Le grandi marche che fanno la moda dapprima hanno subìto senza fiatare e anzi erano persino compiaciute: se mi copiano, vuol dire che mi apprezzano. Poi si sono spaventate della forza dirompente degli imitatori. Le borse di Vuitton, disegnate dal giapponese Murakami, si sono trovate prima sotto i portici di piazza del Duomo che nel megastore di via Montenapoleone dove bisognava iscriversi nella lista di attesa e aspettare un mese e mezzo per fare l’acquisto. I vestiti di Roberto Cavalli erano in circolazione due mesi prima della consegna ufficiale e legale. Dice lo stilista: “Pensare che quando hanno iniziato a falsificare anche i miei abiti, mi sono detto: è fatta, sono famoso. Poi mi sono accorto che il falso è un rischio mortale per qualsiasi marchio”.
Vigili e poliziotti tentano invano di fermare l’industria della contraffazione. L’ultima grande operazione risale alla scorsa estate, quando la Guardia di Finanza ha confiscato vicino a Roma 60 mila capi provenienti dalla Romania e 500 mila etichette false. Tutte delle marche preferite dai ragazzi: Diesel, Lonsdale, Guru, Pickwick. Per difendersi dagli imitatori, 64 case francesi, da Dior a Chanel, hanno formato un’apposita associazione. In Francia la legge che regola questo settore è più severa che in Italia e prevede 2 anni di prigione anche per i clienti dei “pataccari”.
E’ proprio questo che i francesi chiedono agli italiani: pene più repressive. Di combattere i contraffattori abbassando i prezzi, manco a parlarne! Anzi, il ragionamento che fanno i padroni delle “griffe” sembra esattamente l’opposto: più è imitato, più è chic esibire l’autentico. Diciamo la verità: essi puntano sulla vanità di molti clienti, disposti a strapagare un oggetto soltanto perché ha un segnetto che lo contraddistingue.

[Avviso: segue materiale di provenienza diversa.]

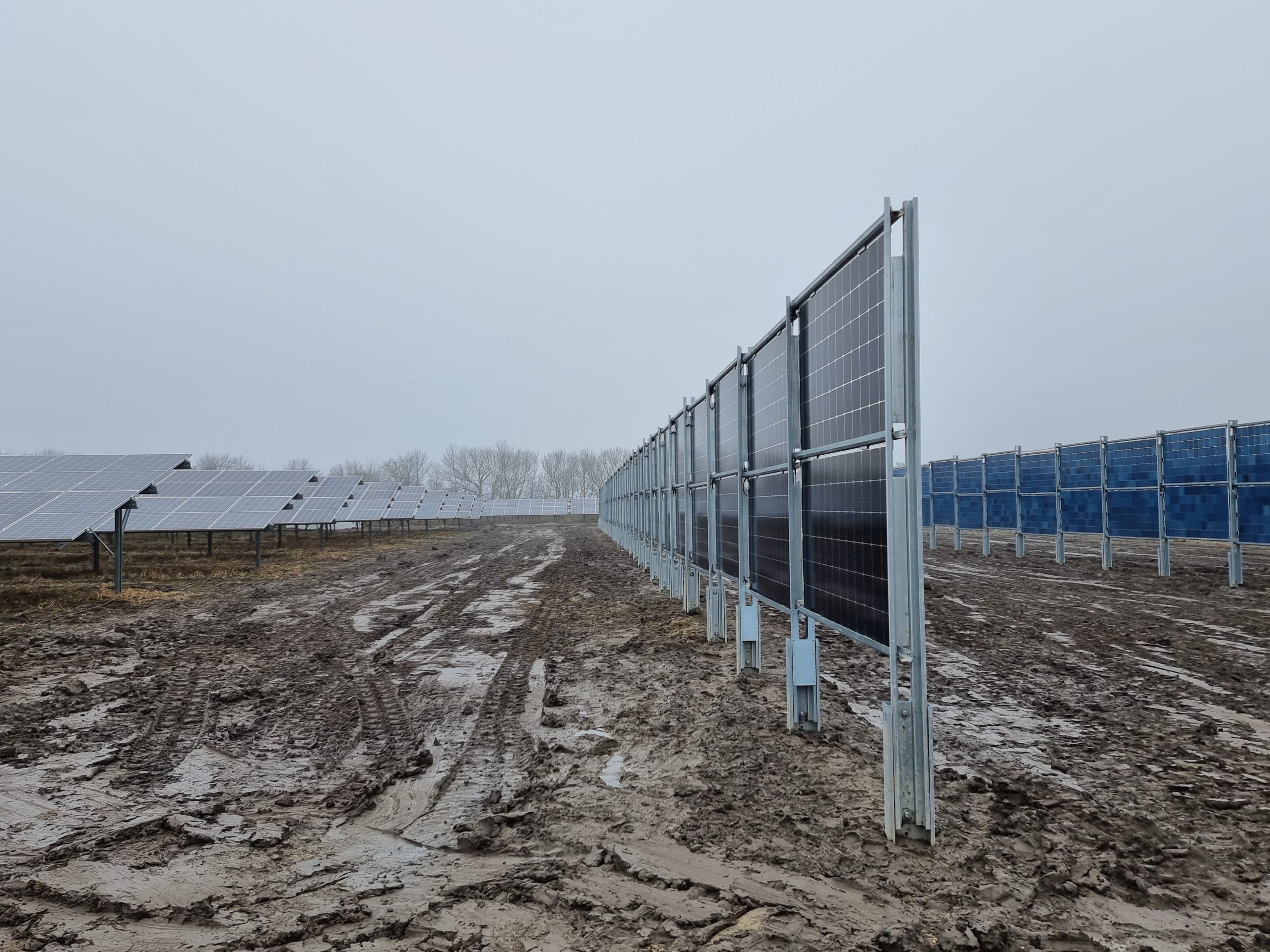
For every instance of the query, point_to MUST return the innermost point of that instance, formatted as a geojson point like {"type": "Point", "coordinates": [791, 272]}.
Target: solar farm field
{"type": "Point", "coordinates": [505, 738]}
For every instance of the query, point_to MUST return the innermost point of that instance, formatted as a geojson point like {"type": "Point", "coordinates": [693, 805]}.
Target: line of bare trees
{"type": "Point", "coordinates": [501, 472]}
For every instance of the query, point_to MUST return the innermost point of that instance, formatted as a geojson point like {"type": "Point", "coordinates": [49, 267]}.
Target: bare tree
{"type": "Point", "coordinates": [412, 469]}
{"type": "Point", "coordinates": [366, 469]}
{"type": "Point", "coordinates": [223, 461]}
{"type": "Point", "coordinates": [469, 469]}
{"type": "Point", "coordinates": [556, 466]}
{"type": "Point", "coordinates": [609, 460]}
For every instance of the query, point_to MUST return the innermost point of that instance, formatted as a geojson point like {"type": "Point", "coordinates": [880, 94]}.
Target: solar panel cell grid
{"type": "Point", "coordinates": [845, 541]}
{"type": "Point", "coordinates": [842, 346]}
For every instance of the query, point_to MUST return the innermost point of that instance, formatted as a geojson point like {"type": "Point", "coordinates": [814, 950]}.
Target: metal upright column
{"type": "Point", "coordinates": [1019, 504]}
{"type": "Point", "coordinates": [121, 518]}
{"type": "Point", "coordinates": [1235, 558]}
{"type": "Point", "coordinates": [717, 626]}
{"type": "Point", "coordinates": [1060, 549]}
{"type": "Point", "coordinates": [1162, 559]}
{"type": "Point", "coordinates": [908, 746]}
{"type": "Point", "coordinates": [691, 577]}
{"type": "Point", "coordinates": [983, 504]}
{"type": "Point", "coordinates": [1107, 515]}
{"type": "Point", "coordinates": [802, 649]}
{"type": "Point", "coordinates": [750, 654]}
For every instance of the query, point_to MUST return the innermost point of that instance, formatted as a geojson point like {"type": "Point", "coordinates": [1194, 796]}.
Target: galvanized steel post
{"type": "Point", "coordinates": [1235, 558]}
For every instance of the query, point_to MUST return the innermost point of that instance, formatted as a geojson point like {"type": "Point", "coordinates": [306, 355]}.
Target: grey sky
{"type": "Point", "coordinates": [337, 230]}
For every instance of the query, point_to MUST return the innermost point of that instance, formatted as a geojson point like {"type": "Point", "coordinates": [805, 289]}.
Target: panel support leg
{"type": "Point", "coordinates": [908, 778]}
{"type": "Point", "coordinates": [802, 676]}
{"type": "Point", "coordinates": [691, 591]}
{"type": "Point", "coordinates": [717, 622]}
{"type": "Point", "coordinates": [750, 652]}
{"type": "Point", "coordinates": [119, 550]}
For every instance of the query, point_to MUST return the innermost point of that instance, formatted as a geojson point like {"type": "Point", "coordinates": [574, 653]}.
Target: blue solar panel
{"type": "Point", "coordinates": [1132, 464]}
{"type": "Point", "coordinates": [1080, 466]}
{"type": "Point", "coordinates": [1037, 473]}
{"type": "Point", "coordinates": [1253, 452]}
{"type": "Point", "coordinates": [969, 476]}
{"type": "Point", "coordinates": [1000, 472]}
{"type": "Point", "coordinates": [1082, 511]}
{"type": "Point", "coordinates": [943, 507]}
{"type": "Point", "coordinates": [1003, 511]}
{"type": "Point", "coordinates": [1196, 456]}
{"type": "Point", "coordinates": [1039, 515]}
{"type": "Point", "coordinates": [1133, 513]}
{"type": "Point", "coordinates": [969, 511]}
{"type": "Point", "coordinates": [942, 476]}
{"type": "Point", "coordinates": [1255, 515]}
{"type": "Point", "coordinates": [1197, 512]}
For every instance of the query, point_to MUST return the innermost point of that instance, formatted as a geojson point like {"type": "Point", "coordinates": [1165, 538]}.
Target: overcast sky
{"type": "Point", "coordinates": [332, 230]}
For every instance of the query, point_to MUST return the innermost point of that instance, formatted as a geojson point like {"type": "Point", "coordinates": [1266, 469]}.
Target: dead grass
{"type": "Point", "coordinates": [39, 581]}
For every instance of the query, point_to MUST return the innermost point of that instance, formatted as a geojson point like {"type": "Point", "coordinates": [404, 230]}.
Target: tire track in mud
{"type": "Point", "coordinates": [493, 756]}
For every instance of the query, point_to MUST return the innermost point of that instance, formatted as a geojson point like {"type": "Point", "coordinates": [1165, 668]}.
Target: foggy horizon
{"type": "Point", "coordinates": [328, 232]}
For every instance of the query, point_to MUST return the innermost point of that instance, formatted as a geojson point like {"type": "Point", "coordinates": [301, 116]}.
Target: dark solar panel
{"type": "Point", "coordinates": [842, 343]}
{"type": "Point", "coordinates": [845, 540]}
{"type": "Point", "coordinates": [770, 537]}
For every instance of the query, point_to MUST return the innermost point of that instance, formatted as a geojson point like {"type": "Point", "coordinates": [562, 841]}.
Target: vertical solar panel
{"type": "Point", "coordinates": [999, 473]}
{"type": "Point", "coordinates": [842, 348]}
{"type": "Point", "coordinates": [1196, 456]}
{"type": "Point", "coordinates": [1253, 452]}
{"type": "Point", "coordinates": [726, 502]}
{"type": "Point", "coordinates": [700, 530]}
{"type": "Point", "coordinates": [1003, 511]}
{"type": "Point", "coordinates": [726, 424]}
{"type": "Point", "coordinates": [1133, 513]}
{"type": "Point", "coordinates": [1039, 516]}
{"type": "Point", "coordinates": [969, 512]}
{"type": "Point", "coordinates": [1082, 511]}
{"type": "Point", "coordinates": [845, 540]}
{"type": "Point", "coordinates": [1197, 512]}
{"type": "Point", "coordinates": [1132, 464]}
{"type": "Point", "coordinates": [699, 441]}
{"type": "Point", "coordinates": [769, 424]}
{"type": "Point", "coordinates": [1037, 473]}
{"type": "Point", "coordinates": [1080, 468]}
{"type": "Point", "coordinates": [770, 537]}
{"type": "Point", "coordinates": [969, 476]}
{"type": "Point", "coordinates": [1255, 515]}
{"type": "Point", "coordinates": [681, 515]}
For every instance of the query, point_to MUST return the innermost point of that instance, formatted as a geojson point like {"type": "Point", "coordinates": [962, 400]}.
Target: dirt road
{"type": "Point", "coordinates": [508, 739]}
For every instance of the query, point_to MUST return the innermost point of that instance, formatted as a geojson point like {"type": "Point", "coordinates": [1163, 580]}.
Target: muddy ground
{"type": "Point", "coordinates": [508, 739]}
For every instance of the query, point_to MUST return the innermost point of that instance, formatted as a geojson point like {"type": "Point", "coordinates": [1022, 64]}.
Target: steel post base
{"type": "Point", "coordinates": [802, 677]}
{"type": "Point", "coordinates": [908, 776]}
{"type": "Point", "coordinates": [691, 591]}
{"type": "Point", "coordinates": [717, 622]}
{"type": "Point", "coordinates": [750, 651]}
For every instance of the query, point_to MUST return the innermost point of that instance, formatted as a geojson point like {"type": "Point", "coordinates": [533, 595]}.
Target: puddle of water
{"type": "Point", "coordinates": [1180, 674]}
{"type": "Point", "coordinates": [613, 772]}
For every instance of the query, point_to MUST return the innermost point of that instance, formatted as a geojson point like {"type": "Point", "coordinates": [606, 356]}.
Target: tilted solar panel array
{"type": "Point", "coordinates": [783, 479]}
{"type": "Point", "coordinates": [1207, 483]}
{"type": "Point", "coordinates": [59, 498]}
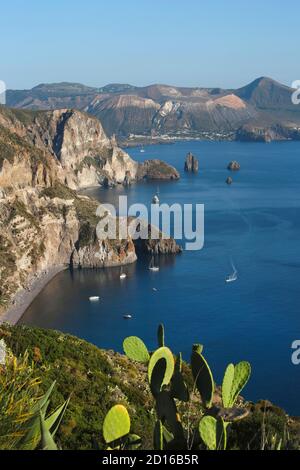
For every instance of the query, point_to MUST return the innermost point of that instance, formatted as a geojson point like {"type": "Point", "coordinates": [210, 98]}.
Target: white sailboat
{"type": "Point", "coordinates": [232, 277]}
{"type": "Point", "coordinates": [155, 199]}
{"type": "Point", "coordinates": [122, 274]}
{"type": "Point", "coordinates": [152, 266]}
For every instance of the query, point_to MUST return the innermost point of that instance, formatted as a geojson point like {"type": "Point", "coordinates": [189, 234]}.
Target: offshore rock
{"type": "Point", "coordinates": [191, 163]}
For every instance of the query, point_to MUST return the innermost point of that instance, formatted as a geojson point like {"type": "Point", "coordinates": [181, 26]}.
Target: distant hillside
{"type": "Point", "coordinates": [261, 110]}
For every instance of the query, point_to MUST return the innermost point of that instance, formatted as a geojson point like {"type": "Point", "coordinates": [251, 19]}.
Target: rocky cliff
{"type": "Point", "coordinates": [44, 158]}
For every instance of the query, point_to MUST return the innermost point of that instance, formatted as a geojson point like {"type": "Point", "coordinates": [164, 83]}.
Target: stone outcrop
{"type": "Point", "coordinates": [191, 163]}
{"type": "Point", "coordinates": [44, 223]}
{"type": "Point", "coordinates": [69, 146]}
{"type": "Point", "coordinates": [156, 243]}
{"type": "Point", "coordinates": [157, 169]}
{"type": "Point", "coordinates": [234, 166]}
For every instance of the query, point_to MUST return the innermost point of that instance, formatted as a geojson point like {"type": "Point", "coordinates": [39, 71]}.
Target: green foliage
{"type": "Point", "coordinates": [235, 379]}
{"type": "Point", "coordinates": [116, 424]}
{"type": "Point", "coordinates": [23, 421]}
{"type": "Point", "coordinates": [95, 379]}
{"type": "Point", "coordinates": [158, 436]}
{"type": "Point", "coordinates": [213, 432]}
{"type": "Point", "coordinates": [203, 378]}
{"type": "Point", "coordinates": [166, 354]}
{"type": "Point", "coordinates": [264, 429]}
{"type": "Point", "coordinates": [161, 336]}
{"type": "Point", "coordinates": [170, 392]}
{"type": "Point", "coordinates": [135, 349]}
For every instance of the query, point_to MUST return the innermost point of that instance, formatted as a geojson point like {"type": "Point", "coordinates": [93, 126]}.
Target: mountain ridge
{"type": "Point", "coordinates": [260, 110]}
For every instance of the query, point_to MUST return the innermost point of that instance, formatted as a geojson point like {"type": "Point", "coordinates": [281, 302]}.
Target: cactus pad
{"type": "Point", "coordinates": [116, 424]}
{"type": "Point", "coordinates": [213, 433]}
{"type": "Point", "coordinates": [168, 356]}
{"type": "Point", "coordinates": [135, 349]}
{"type": "Point", "coordinates": [203, 378]}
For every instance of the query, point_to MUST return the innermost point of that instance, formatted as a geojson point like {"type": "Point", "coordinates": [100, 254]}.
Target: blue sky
{"type": "Point", "coordinates": [187, 42]}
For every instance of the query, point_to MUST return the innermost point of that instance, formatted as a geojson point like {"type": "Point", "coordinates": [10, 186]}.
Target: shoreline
{"type": "Point", "coordinates": [24, 298]}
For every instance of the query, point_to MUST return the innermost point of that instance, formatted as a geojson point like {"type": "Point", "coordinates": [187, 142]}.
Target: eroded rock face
{"type": "Point", "coordinates": [156, 243]}
{"type": "Point", "coordinates": [191, 163]}
{"type": "Point", "coordinates": [44, 223]}
{"type": "Point", "coordinates": [40, 231]}
{"type": "Point", "coordinates": [72, 147]}
{"type": "Point", "coordinates": [104, 253]}
{"type": "Point", "coordinates": [157, 169]}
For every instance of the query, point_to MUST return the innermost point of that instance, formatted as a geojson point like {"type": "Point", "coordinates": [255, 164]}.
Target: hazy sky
{"type": "Point", "coordinates": [182, 42]}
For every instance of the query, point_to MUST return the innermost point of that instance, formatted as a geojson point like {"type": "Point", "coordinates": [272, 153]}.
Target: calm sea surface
{"type": "Point", "coordinates": [256, 222]}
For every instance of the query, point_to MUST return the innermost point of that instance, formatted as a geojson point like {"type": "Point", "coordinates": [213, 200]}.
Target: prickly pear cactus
{"type": "Point", "coordinates": [158, 375]}
{"type": "Point", "coordinates": [158, 436]}
{"type": "Point", "coordinates": [179, 389]}
{"type": "Point", "coordinates": [213, 433]}
{"type": "Point", "coordinates": [135, 349]}
{"type": "Point", "coordinates": [166, 354]}
{"type": "Point", "coordinates": [161, 336]}
{"type": "Point", "coordinates": [203, 378]}
{"type": "Point", "coordinates": [198, 348]}
{"type": "Point", "coordinates": [116, 424]}
{"type": "Point", "coordinates": [235, 379]}
{"type": "Point", "coordinates": [227, 386]}
{"type": "Point", "coordinates": [242, 372]}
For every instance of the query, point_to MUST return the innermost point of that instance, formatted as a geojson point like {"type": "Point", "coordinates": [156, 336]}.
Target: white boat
{"type": "Point", "coordinates": [232, 277]}
{"type": "Point", "coordinates": [155, 199]}
{"type": "Point", "coordinates": [122, 274]}
{"type": "Point", "coordinates": [152, 266]}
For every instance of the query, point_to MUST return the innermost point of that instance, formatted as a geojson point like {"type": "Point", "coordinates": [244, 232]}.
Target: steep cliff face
{"type": "Point", "coordinates": [44, 224]}
{"type": "Point", "coordinates": [67, 145]}
{"type": "Point", "coordinates": [53, 227]}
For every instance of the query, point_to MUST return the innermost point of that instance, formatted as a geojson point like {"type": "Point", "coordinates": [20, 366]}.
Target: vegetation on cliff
{"type": "Point", "coordinates": [96, 380]}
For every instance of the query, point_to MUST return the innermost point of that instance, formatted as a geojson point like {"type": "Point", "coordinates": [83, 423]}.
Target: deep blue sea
{"type": "Point", "coordinates": [256, 222]}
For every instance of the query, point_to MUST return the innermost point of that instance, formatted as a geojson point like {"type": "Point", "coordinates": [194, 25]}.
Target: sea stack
{"type": "Point", "coordinates": [233, 166]}
{"type": "Point", "coordinates": [191, 163]}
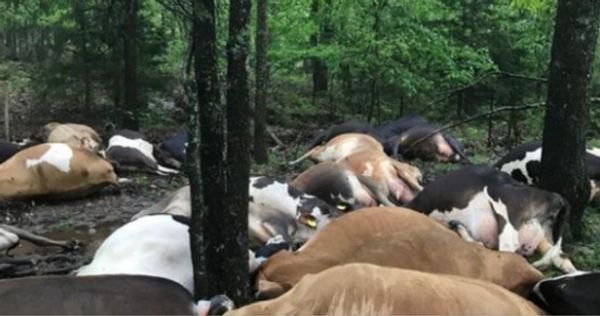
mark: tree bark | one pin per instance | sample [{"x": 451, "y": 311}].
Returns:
[
  {"x": 232, "y": 266},
  {"x": 206, "y": 151},
  {"x": 563, "y": 168},
  {"x": 262, "y": 83},
  {"x": 131, "y": 106}
]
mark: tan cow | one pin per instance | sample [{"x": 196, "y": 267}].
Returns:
[
  {"x": 392, "y": 177},
  {"x": 394, "y": 237},
  {"x": 54, "y": 170},
  {"x": 75, "y": 135},
  {"x": 341, "y": 146},
  {"x": 366, "y": 289}
]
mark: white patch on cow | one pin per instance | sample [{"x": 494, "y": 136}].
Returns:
[
  {"x": 330, "y": 153},
  {"x": 139, "y": 144},
  {"x": 7, "y": 239},
  {"x": 521, "y": 164},
  {"x": 508, "y": 240},
  {"x": 368, "y": 170},
  {"x": 57, "y": 155},
  {"x": 594, "y": 151},
  {"x": 152, "y": 245}
]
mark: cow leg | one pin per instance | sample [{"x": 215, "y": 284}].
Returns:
[
  {"x": 553, "y": 255},
  {"x": 461, "y": 229}
]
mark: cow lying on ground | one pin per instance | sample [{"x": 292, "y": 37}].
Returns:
[
  {"x": 488, "y": 206},
  {"x": 10, "y": 237},
  {"x": 343, "y": 128},
  {"x": 394, "y": 237},
  {"x": 54, "y": 170},
  {"x": 398, "y": 180},
  {"x": 570, "y": 294},
  {"x": 523, "y": 164},
  {"x": 156, "y": 245},
  {"x": 366, "y": 289},
  {"x": 337, "y": 185},
  {"x": 102, "y": 295},
  {"x": 175, "y": 146},
  {"x": 275, "y": 208},
  {"x": 74, "y": 135},
  {"x": 340, "y": 147},
  {"x": 129, "y": 150}
]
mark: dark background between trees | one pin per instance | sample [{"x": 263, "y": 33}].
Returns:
[{"x": 315, "y": 62}]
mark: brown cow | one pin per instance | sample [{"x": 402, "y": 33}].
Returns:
[
  {"x": 74, "y": 135},
  {"x": 366, "y": 289},
  {"x": 394, "y": 237},
  {"x": 341, "y": 146},
  {"x": 54, "y": 170},
  {"x": 398, "y": 179}
]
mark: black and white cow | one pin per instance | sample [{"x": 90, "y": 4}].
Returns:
[
  {"x": 337, "y": 185},
  {"x": 488, "y": 206},
  {"x": 275, "y": 208},
  {"x": 524, "y": 161},
  {"x": 571, "y": 294},
  {"x": 129, "y": 149},
  {"x": 103, "y": 295},
  {"x": 157, "y": 245}
]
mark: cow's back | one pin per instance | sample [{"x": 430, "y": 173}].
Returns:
[
  {"x": 365, "y": 289},
  {"x": 397, "y": 237}
]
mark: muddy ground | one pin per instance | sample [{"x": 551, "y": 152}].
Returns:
[{"x": 85, "y": 221}]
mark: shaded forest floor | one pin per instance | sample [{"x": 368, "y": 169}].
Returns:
[{"x": 91, "y": 219}]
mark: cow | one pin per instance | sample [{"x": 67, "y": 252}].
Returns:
[
  {"x": 7, "y": 150},
  {"x": 340, "y": 147},
  {"x": 524, "y": 161},
  {"x": 54, "y": 170},
  {"x": 398, "y": 179},
  {"x": 337, "y": 185},
  {"x": 413, "y": 144},
  {"x": 176, "y": 145},
  {"x": 367, "y": 289},
  {"x": 129, "y": 150},
  {"x": 275, "y": 208},
  {"x": 74, "y": 135},
  {"x": 394, "y": 237},
  {"x": 10, "y": 237},
  {"x": 102, "y": 295},
  {"x": 343, "y": 128},
  {"x": 488, "y": 206},
  {"x": 570, "y": 294},
  {"x": 156, "y": 245}
]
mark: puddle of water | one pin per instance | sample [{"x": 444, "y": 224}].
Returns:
[{"x": 91, "y": 237}]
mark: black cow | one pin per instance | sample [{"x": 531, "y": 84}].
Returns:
[
  {"x": 490, "y": 207},
  {"x": 175, "y": 146},
  {"x": 571, "y": 294},
  {"x": 102, "y": 295},
  {"x": 129, "y": 149},
  {"x": 524, "y": 161}
]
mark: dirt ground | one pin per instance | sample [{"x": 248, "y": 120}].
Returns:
[{"x": 86, "y": 221}]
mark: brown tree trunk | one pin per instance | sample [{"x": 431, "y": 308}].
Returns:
[
  {"x": 232, "y": 266},
  {"x": 131, "y": 106},
  {"x": 262, "y": 83},
  {"x": 563, "y": 168},
  {"x": 206, "y": 153}
]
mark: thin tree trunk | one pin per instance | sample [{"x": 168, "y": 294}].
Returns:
[
  {"x": 232, "y": 266},
  {"x": 206, "y": 152},
  {"x": 262, "y": 83},
  {"x": 131, "y": 106},
  {"x": 563, "y": 168}
]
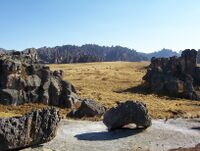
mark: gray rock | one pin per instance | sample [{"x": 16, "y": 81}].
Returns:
[
  {"x": 36, "y": 127},
  {"x": 174, "y": 76},
  {"x": 24, "y": 79},
  {"x": 126, "y": 113},
  {"x": 88, "y": 108}
]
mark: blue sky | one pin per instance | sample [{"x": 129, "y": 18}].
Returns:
[{"x": 144, "y": 25}]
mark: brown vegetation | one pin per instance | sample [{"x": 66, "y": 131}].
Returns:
[{"x": 110, "y": 82}]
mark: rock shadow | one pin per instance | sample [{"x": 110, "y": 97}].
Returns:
[
  {"x": 196, "y": 128},
  {"x": 108, "y": 135}
]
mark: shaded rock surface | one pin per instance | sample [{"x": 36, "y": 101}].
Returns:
[
  {"x": 88, "y": 108},
  {"x": 24, "y": 79},
  {"x": 126, "y": 113},
  {"x": 175, "y": 76},
  {"x": 36, "y": 127}
]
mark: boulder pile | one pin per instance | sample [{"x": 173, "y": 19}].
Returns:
[
  {"x": 175, "y": 76},
  {"x": 36, "y": 127},
  {"x": 87, "y": 108},
  {"x": 24, "y": 79},
  {"x": 129, "y": 112}
]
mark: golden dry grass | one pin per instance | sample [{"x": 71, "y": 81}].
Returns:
[{"x": 106, "y": 81}]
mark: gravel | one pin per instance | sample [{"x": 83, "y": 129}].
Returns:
[{"x": 93, "y": 136}]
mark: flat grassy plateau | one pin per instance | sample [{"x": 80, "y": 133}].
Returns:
[{"x": 110, "y": 82}]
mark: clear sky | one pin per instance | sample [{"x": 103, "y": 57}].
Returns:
[{"x": 144, "y": 25}]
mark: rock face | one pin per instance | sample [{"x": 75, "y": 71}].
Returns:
[
  {"x": 175, "y": 76},
  {"x": 126, "y": 113},
  {"x": 88, "y": 108},
  {"x": 36, "y": 127},
  {"x": 23, "y": 79}
]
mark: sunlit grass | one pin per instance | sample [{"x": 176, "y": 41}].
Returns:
[{"x": 105, "y": 82}]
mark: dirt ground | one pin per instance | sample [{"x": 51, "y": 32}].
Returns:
[{"x": 109, "y": 82}]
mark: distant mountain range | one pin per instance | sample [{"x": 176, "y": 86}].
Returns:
[{"x": 94, "y": 53}]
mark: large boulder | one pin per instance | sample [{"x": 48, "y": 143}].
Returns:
[
  {"x": 88, "y": 108},
  {"x": 127, "y": 113},
  {"x": 24, "y": 79},
  {"x": 174, "y": 76},
  {"x": 36, "y": 127}
]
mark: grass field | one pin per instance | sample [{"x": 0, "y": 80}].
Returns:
[{"x": 109, "y": 82}]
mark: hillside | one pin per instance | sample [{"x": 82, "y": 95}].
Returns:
[
  {"x": 94, "y": 53},
  {"x": 88, "y": 53},
  {"x": 109, "y": 82},
  {"x": 162, "y": 53}
]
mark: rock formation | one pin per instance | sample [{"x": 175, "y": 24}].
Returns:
[
  {"x": 126, "y": 113},
  {"x": 175, "y": 76},
  {"x": 23, "y": 79},
  {"x": 36, "y": 127},
  {"x": 88, "y": 108}
]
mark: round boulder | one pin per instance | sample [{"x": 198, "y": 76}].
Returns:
[{"x": 127, "y": 113}]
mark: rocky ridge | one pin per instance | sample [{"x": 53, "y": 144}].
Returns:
[
  {"x": 24, "y": 79},
  {"x": 175, "y": 76}
]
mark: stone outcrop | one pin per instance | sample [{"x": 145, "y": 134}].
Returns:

E dal momento che una grossa fetta degli acquisti è decisa dai più giovani, è forse il caso di lanciare tutti assieme un invito: sveglia ragazzi, non lasciatevi abbindolare da una “griffe”, falsa o vera che sia. La moda fatela voi, come vi pare. Senza copiare nessuno, sapendo che quello che conta è essere, non apparire.